Summary Care Record a year behind schedule, DH warns – Pulse

IT crisis management – an ongoing NHS case study

By Tony Collins

When a public-facing go-live goes wrong should communications be neutral in tone – or accentuate the positive?

On 8 December 2011 North Bristol NHS Trust went live with the Cerner Millennium electronic patient records system under the NPfIT programme.

At first Trust staff thought the difficulties were confined to a mix-up over outpatient appointments but it later transpired that there were 16 “clinical incidents” between 1 December 2011 and 17 January 2012 that were related to the Cerner Millennium implementation.

The Trust has published regular public information notices on the benefits, expected benefits, and problems arising from the Cerner implementation.

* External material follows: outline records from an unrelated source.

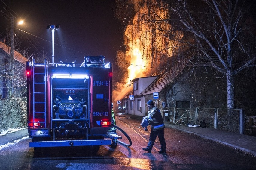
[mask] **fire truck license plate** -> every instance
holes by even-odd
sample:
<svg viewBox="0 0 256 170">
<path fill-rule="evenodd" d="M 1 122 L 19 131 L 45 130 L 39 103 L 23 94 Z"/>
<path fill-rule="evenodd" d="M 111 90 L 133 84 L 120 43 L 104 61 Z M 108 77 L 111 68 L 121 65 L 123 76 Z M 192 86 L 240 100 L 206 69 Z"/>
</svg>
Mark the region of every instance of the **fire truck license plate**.
<svg viewBox="0 0 256 170">
<path fill-rule="evenodd" d="M 48 135 L 48 130 L 38 130 L 37 131 L 30 131 L 31 135 Z"/>
</svg>

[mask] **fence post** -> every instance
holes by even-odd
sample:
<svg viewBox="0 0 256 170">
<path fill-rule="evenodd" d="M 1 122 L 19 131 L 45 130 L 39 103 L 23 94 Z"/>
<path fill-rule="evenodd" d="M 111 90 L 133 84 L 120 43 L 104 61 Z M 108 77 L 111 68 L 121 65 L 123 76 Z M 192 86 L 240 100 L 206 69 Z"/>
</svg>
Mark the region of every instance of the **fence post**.
<svg viewBox="0 0 256 170">
<path fill-rule="evenodd" d="M 196 122 L 195 122 L 195 123 L 196 123 L 196 125 L 198 125 L 198 108 L 196 107 L 196 110 L 195 111 L 195 119 L 197 120 Z"/>
<path fill-rule="evenodd" d="M 217 109 L 214 108 L 214 128 L 217 129 L 218 125 L 218 113 L 216 111 Z"/>
<path fill-rule="evenodd" d="M 240 109 L 239 112 L 239 133 L 240 134 L 243 134 L 244 119 L 243 110 L 242 109 Z"/>
</svg>

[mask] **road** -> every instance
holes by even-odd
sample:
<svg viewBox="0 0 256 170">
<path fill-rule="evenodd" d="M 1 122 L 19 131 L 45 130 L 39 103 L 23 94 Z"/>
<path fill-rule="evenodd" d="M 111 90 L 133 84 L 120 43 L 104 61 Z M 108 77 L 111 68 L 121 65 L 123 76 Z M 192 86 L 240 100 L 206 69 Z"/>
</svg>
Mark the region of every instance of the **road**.
<svg viewBox="0 0 256 170">
<path fill-rule="evenodd" d="M 150 130 L 140 120 L 118 116 L 117 125 L 131 137 L 131 146 L 119 144 L 115 149 L 101 146 L 50 148 L 34 153 L 30 139 L 0 150 L 0 169 L 255 169 L 256 158 L 233 148 L 172 129 L 165 129 L 166 153 L 160 154 L 157 138 L 151 153 L 146 146 Z M 128 142 L 124 135 L 122 142 Z"/>
</svg>

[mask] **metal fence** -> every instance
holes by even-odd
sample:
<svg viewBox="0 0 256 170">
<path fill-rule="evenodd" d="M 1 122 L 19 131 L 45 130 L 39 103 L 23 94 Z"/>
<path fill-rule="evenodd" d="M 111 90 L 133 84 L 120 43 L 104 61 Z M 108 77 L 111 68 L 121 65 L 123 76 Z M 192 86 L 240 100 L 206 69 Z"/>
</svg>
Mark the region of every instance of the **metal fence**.
<svg viewBox="0 0 256 170">
<path fill-rule="evenodd" d="M 205 120 L 208 128 L 241 134 L 244 133 L 243 116 L 241 109 L 168 109 L 168 119 L 174 124 L 187 126 L 194 123 L 199 125 Z"/>
</svg>

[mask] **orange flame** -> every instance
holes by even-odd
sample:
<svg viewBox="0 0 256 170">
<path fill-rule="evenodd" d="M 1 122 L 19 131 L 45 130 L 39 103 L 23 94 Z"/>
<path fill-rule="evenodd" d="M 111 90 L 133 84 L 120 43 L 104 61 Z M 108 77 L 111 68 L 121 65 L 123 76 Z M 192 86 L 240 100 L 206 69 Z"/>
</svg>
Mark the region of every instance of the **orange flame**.
<svg viewBox="0 0 256 170">
<path fill-rule="evenodd" d="M 136 3 L 135 1 L 134 3 Z M 138 6 L 135 5 L 135 7 Z M 149 21 L 154 19 L 154 17 L 157 17 L 159 18 L 156 19 L 156 20 L 157 19 L 164 20 L 168 17 L 167 10 L 157 9 L 156 11 L 157 14 L 152 16 L 148 15 L 149 10 L 145 4 L 137 10 L 138 12 L 134 16 L 132 23 L 126 28 L 124 34 L 128 40 L 126 45 L 128 49 L 126 55 L 126 60 L 130 60 L 130 64 L 127 69 L 128 77 L 125 84 L 118 84 L 118 89 L 113 91 L 113 101 L 121 99 L 130 91 L 130 89 L 127 87 L 129 86 L 131 80 L 136 78 L 151 75 L 149 75 L 150 72 L 149 71 L 148 66 L 150 66 L 148 64 L 148 61 L 154 61 L 156 66 L 158 64 L 157 59 L 161 58 L 164 55 L 168 57 L 172 56 L 172 48 L 166 48 L 166 47 L 174 46 L 175 42 L 174 41 L 170 40 L 167 35 L 168 33 L 155 29 L 160 26 L 162 29 L 170 30 L 171 26 L 169 23 L 163 22 L 157 24 L 153 22 L 149 24 L 145 21 L 146 19 L 142 19 L 148 17 L 148 20 Z M 154 31 L 151 31 L 153 30 Z M 154 42 L 152 42 L 152 37 L 154 37 Z M 153 51 L 153 49 L 154 49 L 154 51 Z M 156 51 L 157 50 L 159 51 Z M 157 52 L 159 51 L 160 52 L 158 53 L 160 54 L 158 55 L 161 55 L 157 56 Z"/>
</svg>

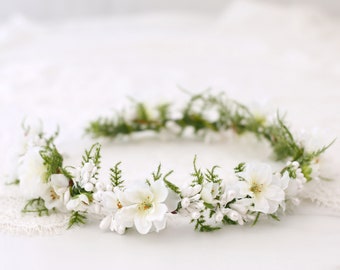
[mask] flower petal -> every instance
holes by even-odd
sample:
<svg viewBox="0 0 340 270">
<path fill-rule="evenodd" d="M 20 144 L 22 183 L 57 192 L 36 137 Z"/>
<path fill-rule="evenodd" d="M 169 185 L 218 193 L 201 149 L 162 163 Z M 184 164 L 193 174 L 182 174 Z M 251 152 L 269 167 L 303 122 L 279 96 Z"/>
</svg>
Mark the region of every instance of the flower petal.
<svg viewBox="0 0 340 270">
<path fill-rule="evenodd" d="M 164 203 L 155 204 L 153 211 L 146 216 L 150 221 L 161 221 L 164 219 L 165 214 L 168 212 L 168 207 Z"/>
<path fill-rule="evenodd" d="M 144 215 L 135 215 L 134 222 L 136 229 L 140 234 L 147 234 L 152 227 L 152 222 L 147 220 Z"/>
<path fill-rule="evenodd" d="M 267 214 L 269 210 L 268 201 L 264 197 L 255 197 L 254 198 L 254 211 L 262 212 Z"/>
<path fill-rule="evenodd" d="M 166 227 L 166 219 L 163 219 L 161 221 L 154 221 L 153 225 L 155 226 L 156 232 L 164 230 Z"/>
<path fill-rule="evenodd" d="M 119 209 L 115 215 L 117 224 L 130 228 L 133 226 L 134 217 L 137 215 L 138 206 L 130 205 Z"/>
<path fill-rule="evenodd" d="M 266 187 L 266 189 L 264 190 L 263 196 L 266 199 L 280 202 L 284 200 L 285 193 L 280 187 L 275 186 L 275 185 L 270 185 Z"/>
<path fill-rule="evenodd" d="M 52 174 L 50 181 L 52 186 L 56 188 L 66 188 L 69 185 L 69 180 L 63 174 Z"/>
<path fill-rule="evenodd" d="M 153 193 L 150 191 L 150 189 L 147 186 L 134 187 L 134 188 L 124 191 L 124 193 L 125 193 L 126 200 L 133 204 L 141 203 L 146 198 L 149 198 L 149 201 L 150 201 L 150 200 L 153 200 L 153 197 L 154 197 Z"/>
<path fill-rule="evenodd" d="M 102 221 L 100 222 L 99 224 L 99 228 L 101 230 L 107 230 L 110 225 L 111 225 L 111 222 L 112 222 L 112 216 L 106 216 L 102 219 Z"/>
</svg>

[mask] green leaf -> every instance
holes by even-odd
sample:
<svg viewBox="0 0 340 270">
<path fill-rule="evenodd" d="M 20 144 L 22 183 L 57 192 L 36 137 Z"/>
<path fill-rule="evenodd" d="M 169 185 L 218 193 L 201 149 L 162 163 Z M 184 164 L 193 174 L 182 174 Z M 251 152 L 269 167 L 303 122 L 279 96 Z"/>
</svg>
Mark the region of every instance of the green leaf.
<svg viewBox="0 0 340 270">
<path fill-rule="evenodd" d="M 79 211 L 72 211 L 67 229 L 70 229 L 71 227 L 75 225 L 85 224 L 86 219 L 87 219 L 86 213 L 80 213 Z"/>
</svg>

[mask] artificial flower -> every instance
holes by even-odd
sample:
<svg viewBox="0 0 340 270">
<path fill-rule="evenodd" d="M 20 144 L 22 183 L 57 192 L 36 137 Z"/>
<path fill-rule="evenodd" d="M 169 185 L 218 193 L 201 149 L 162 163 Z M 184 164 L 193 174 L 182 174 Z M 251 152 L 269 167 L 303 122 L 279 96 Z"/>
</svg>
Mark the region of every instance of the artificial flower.
<svg viewBox="0 0 340 270">
<path fill-rule="evenodd" d="M 21 158 L 18 168 L 20 191 L 26 199 L 39 198 L 48 189 L 46 166 L 40 155 L 40 147 L 29 149 Z"/>
<path fill-rule="evenodd" d="M 168 189 L 162 181 L 150 185 L 135 186 L 118 193 L 121 204 L 115 220 L 119 228 L 132 227 L 141 234 L 147 234 L 152 227 L 160 231 L 166 226 L 168 207 L 165 201 Z"/>
<path fill-rule="evenodd" d="M 278 210 L 285 199 L 282 187 L 273 181 L 273 172 L 266 164 L 247 164 L 239 176 L 241 193 L 250 196 L 253 201 L 253 211 L 272 214 Z"/>
</svg>

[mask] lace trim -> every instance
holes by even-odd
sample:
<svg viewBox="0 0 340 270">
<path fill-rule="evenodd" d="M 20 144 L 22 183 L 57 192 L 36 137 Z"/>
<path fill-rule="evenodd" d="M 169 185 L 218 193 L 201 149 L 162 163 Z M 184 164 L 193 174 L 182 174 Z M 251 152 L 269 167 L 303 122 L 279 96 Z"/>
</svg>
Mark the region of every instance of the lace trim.
<svg viewBox="0 0 340 270">
<path fill-rule="evenodd" d="M 69 214 L 55 213 L 39 217 L 21 212 L 25 200 L 13 188 L 0 194 L 0 232 L 15 235 L 56 235 L 67 228 Z"/>
<path fill-rule="evenodd" d="M 39 217 L 23 214 L 25 199 L 18 197 L 18 188 L 5 188 L 0 193 L 0 232 L 15 235 L 57 235 L 65 232 L 69 215 L 54 213 Z M 311 200 L 340 215 L 340 187 L 336 183 L 315 181 L 306 185 L 302 199 Z"/>
</svg>

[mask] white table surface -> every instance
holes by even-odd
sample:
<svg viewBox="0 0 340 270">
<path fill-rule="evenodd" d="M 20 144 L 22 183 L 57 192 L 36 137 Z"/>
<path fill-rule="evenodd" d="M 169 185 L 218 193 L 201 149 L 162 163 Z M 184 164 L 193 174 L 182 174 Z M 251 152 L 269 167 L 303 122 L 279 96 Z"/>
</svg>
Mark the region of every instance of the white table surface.
<svg viewBox="0 0 340 270">
<path fill-rule="evenodd" d="M 222 14 L 223 13 L 223 14 Z M 235 4 L 218 18 L 149 14 L 0 25 L 0 157 L 3 171 L 20 122 L 40 117 L 61 127 L 58 145 L 79 162 L 91 142 L 86 123 L 126 104 L 126 96 L 181 102 L 177 85 L 211 87 L 252 105 L 287 112 L 296 130 L 340 135 L 340 22 L 299 8 Z M 268 160 L 261 145 L 200 142 L 104 142 L 103 167 L 123 161 L 126 178 L 159 162 L 188 181 L 202 167 Z M 222 147 L 223 146 L 223 147 Z M 339 143 L 328 151 L 339 182 Z M 77 164 L 77 163 L 76 163 Z M 224 166 L 224 165 L 223 165 Z M 338 184 L 339 186 L 339 184 Z M 185 221 L 146 236 L 101 232 L 97 224 L 56 236 L 0 234 L 0 269 L 340 269 L 340 218 L 305 202 L 277 223 L 198 233 Z"/>
</svg>

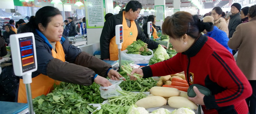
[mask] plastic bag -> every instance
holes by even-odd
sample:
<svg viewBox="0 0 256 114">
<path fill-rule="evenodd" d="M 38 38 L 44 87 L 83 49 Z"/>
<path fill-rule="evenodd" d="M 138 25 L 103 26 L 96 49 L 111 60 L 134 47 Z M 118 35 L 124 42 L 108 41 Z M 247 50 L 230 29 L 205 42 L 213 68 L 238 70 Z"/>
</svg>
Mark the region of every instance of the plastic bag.
<svg viewBox="0 0 256 114">
<path fill-rule="evenodd" d="M 110 79 L 109 81 L 112 84 L 112 85 L 109 87 L 100 86 L 100 87 L 101 97 L 104 99 L 107 99 L 108 98 L 111 97 L 122 95 L 122 94 L 117 92 L 117 90 L 122 90 L 118 85 L 123 80 L 115 80 Z"/>
<path fill-rule="evenodd" d="M 148 64 L 150 58 L 154 55 L 153 51 L 149 49 L 152 54 L 150 55 L 143 56 L 139 54 L 127 54 L 126 52 L 127 50 L 125 50 L 121 52 L 121 59 L 124 60 L 130 60 L 134 61 L 134 64 L 146 63 Z"/>
</svg>

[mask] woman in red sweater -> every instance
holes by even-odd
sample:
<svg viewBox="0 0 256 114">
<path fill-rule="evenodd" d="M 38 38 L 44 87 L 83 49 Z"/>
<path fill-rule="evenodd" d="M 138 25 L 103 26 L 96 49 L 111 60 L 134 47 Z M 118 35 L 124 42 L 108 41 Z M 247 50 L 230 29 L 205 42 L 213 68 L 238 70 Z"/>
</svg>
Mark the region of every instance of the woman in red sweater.
<svg viewBox="0 0 256 114">
<path fill-rule="evenodd" d="M 194 87 L 196 96 L 189 98 L 202 105 L 204 114 L 247 114 L 245 99 L 251 95 L 251 87 L 232 54 L 214 39 L 201 34 L 204 29 L 210 31 L 212 27 L 186 12 L 167 17 L 162 33 L 169 36 L 178 53 L 162 62 L 135 69 L 131 74 L 147 78 L 184 71 L 190 86 L 200 84 L 211 91 L 212 95 L 206 96 Z M 136 79 L 132 75 L 130 77 Z"/>
</svg>

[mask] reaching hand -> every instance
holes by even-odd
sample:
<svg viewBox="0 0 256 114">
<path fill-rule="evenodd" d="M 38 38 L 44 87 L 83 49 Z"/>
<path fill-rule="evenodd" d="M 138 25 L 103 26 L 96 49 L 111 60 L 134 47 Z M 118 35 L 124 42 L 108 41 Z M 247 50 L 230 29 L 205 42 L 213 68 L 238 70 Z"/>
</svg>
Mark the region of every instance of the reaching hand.
<svg viewBox="0 0 256 114">
<path fill-rule="evenodd" d="M 119 80 L 120 78 L 123 77 L 116 71 L 113 69 L 110 69 L 109 70 L 107 75 L 109 77 L 109 78 L 112 80 Z M 123 79 L 123 81 L 126 80 L 125 78 Z"/>
<path fill-rule="evenodd" d="M 97 77 L 94 79 L 94 82 L 103 87 L 108 87 L 112 85 L 112 84 L 107 79 L 99 75 L 97 76 Z"/>
<path fill-rule="evenodd" d="M 137 80 L 137 78 L 136 78 L 134 77 L 134 76 L 133 75 L 134 73 L 136 73 L 137 74 L 139 74 L 139 75 L 141 75 L 142 76 L 143 76 L 143 72 L 142 71 L 142 69 L 141 68 L 135 68 L 134 69 L 133 69 L 132 71 L 131 71 L 131 75 L 130 75 L 129 74 L 127 74 L 127 75 L 129 76 L 130 77 L 130 80 Z M 141 77 L 140 77 L 141 78 Z"/>
<path fill-rule="evenodd" d="M 196 86 L 193 87 L 193 89 L 196 93 L 196 95 L 194 97 L 188 97 L 188 99 L 194 103 L 198 104 L 200 104 L 202 105 L 204 105 L 204 97 L 205 95 L 202 94 L 197 87 Z"/>
</svg>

Reassuring in tone, the notices have made no mention of anything more potentially serious than administrative “issues”:  non-existent appointments were set up and letters sent to patients in error. The notices said that though the “issues” caused disruption and frustration, patient safety had not been compromised. The Trust apologised to staff and patients.

Clinical incidents

No mention was made in the notices of staff having reported clinical incidents in which the new patient records system was a causal factor. The NHS usually categorises  each clinical incident as a  “near miss” or “actual harm”.

In Campaign4Change’s various conversations with the North Bristol Trust over the potential seriousness or otherwise of its IT problems, one thing has been clear: it is pleased with the level of public information it has given out over the problems:

–       regularly-updated messages on its website,

–       briefings to the media including interviews for regional BBC and ITV channels by Ruth Brunt, the Trust’s chief executive,

–       board papers,

–       on-time answers to requests under the Freedom of Information Act

–       leaflets and posters placed in outpatient clinics and on car parking machines explaining that the Trust was implementing a new computer system and apologising for any delays patients may experience

The Trust also gave GPs a dedicated telephone number, fax number and email address for GPs or their patients to contact for further advice.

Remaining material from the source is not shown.